Жюль мотнул головой.
– Тогда что за извержение вулкана? Это на тебя совсем не похоже. Хотя постой, – возразил Франсуа сам себе, – очень похоже, если вспомнить Софи.
– Какую Софи?
– Девушку – в ту пору, когда мы занимались фехтованием.
– О да. Я забыл ее имя. Припоминаю смутно.
– А я никогда не забуду. Такая хрупкая, ей можно было дать двенадцать лет, может, одиннадцать. И когда какой-нибудь мужик становился с ней в пару, мы были начеку. Это было для нас проявление отеческих чувств – слишком раннее для университетских студентов, но мы же хотели ее защитить.

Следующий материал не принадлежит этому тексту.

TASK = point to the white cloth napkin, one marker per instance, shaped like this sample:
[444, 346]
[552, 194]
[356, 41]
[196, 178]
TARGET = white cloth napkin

– Пока не появился этот ублюдок… откуда он взялся, не помнишь?
– Не помню. И имени его не помню. Верзила такой, наносил удары, пока она не свернулась в позу эмбриона. И тогда ты, против всяких правил, впрыгнул между ними и, как будто это был не матч, а настоящая война, колол его, пока он не стал умолять тебя остановиться. Но ты не остановился. Нам пришлось тебя оттаскивать. Будь это настоящие клинки, ты бы его двадцать раз уже убил. А теперь-то что стряслось? Почему именно мотоциклисты? Ты же любил Стива Маккуина. Мечтал о «BMW».
– У Стива Маккуина куртка была коричневая. И шлема он не носил – его лицо все видели. Его мотоцикл увозил в безопасное и прекрасное место, подальше от нацистов, Стив не пытался подражать им. Не притеснял, не ужасал людей. Вот и все. А в наше время все мотоциклисты, большинство, подражают нацистам: высокомерие, демонстрация власти, стремление подавлять и запугивать, получая от этого явное удовольствие. Ненавижу таких.
Франсуа помедлил минуту, набрал воздуха и сказал:
– Понимаю.
– И думаю, я расстроен. Я просто не знаю, что делать.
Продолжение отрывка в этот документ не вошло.